Speakers
Description
The Joint Research Centre (JRC) of the European Commission has set up the JRC Earth Observation Data and Processing Platform (JEODPP) as a pilot infrastructure to enable the knowledge production Units to process and analyze big geospatial data in support to EU policy needs. The very heterogeneous data domains and analysis workflows of the various JRC projects require a flexible set-up of the data access and processing environments.

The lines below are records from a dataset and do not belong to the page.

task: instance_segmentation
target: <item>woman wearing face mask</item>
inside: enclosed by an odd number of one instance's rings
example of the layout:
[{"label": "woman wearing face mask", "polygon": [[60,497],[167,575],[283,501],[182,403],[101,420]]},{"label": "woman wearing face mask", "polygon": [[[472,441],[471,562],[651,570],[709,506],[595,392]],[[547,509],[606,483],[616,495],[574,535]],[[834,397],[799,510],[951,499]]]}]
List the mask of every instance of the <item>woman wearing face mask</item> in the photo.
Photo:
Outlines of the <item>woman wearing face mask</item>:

The basis of the platform consists of a petabyte-scale data storage system running EOS, a distributed file system developed and maintained by CERN. Three data processing levels have been implemented on top of this data storage and are delivered through a cluster of processing servers. The batch processing level allows running large-scale data processing tasks in a parallelized environment. The web-based remote desktop level provides access to tools and software libraries for fast prototyping in a standard desktop environment. The highest abstraction level is defined by an interactive processing environment based on Jupyter notebooks.

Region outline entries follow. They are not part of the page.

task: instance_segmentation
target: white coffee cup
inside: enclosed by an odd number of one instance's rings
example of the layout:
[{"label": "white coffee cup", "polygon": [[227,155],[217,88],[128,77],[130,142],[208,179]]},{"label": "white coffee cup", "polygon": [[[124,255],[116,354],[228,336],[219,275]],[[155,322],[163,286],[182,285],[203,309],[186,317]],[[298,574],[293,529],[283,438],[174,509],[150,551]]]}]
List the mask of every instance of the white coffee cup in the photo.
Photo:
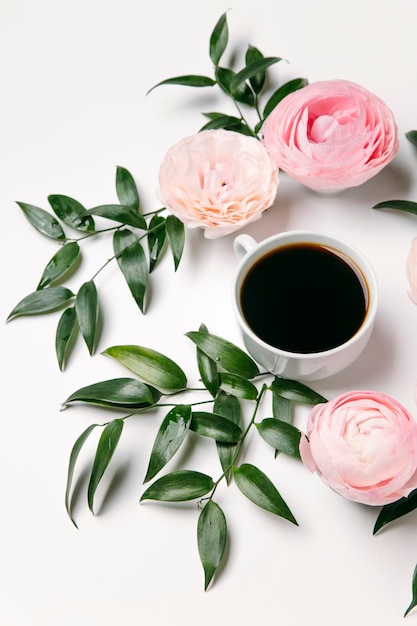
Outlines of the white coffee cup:
[{"label": "white coffee cup", "polygon": [[[256,335],[245,319],[241,289],[253,266],[271,251],[291,244],[324,247],[344,259],[355,271],[362,285],[366,312],[359,329],[347,341],[321,352],[290,352],[269,345]],[[295,380],[318,380],[336,374],[351,365],[361,354],[372,333],[378,306],[377,281],[366,258],[352,245],[333,235],[314,231],[286,231],[261,242],[249,235],[238,235],[234,250],[240,260],[233,284],[233,307],[249,354],[266,371]],[[279,286],[277,286],[279,290]],[[277,295],[271,291],[271,298]],[[285,302],[283,303],[285,306]]]}]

The interactive data processing in notebooks allows for advanced data analysis and visualization of the results on interactive maps on-the-fly. The processing in the notebooks is delegated via HTTP requests to a pool of processing servers for deferred parallel execution. As a response to the requests, the servers return the results of the data processing as JSON stream or map tiles which are rendered in the notebook. The processing is based on a custom developed API for analysis and visualization of geospatial data. The notebook-based approach gives users also the possibility to share data analysis and processing workflows with other users instead of merely sharing the output data of processing results. This facilitates collaborative data analysis.
All the processing levels are inter-connected through data access and data sharing interfaces based either on traditional file system access or on HTTP-based access provided by a CS3 software. Users can access data on the central platform storage from their office desktop via CIFS through a dedicated gateway, or from the Internet via a dedicated NextCloud instance. Access to data from the farm of processing servers is provided through a FUSE client specific to EOS in order to offer the highest possible data throughput. A major challenge is to set up consistent and reliable access control via all data access methods and tools. The migration of the cloud service to CERNBox is going to be assessed since it would facilitate the management of multi-protocol data sharing.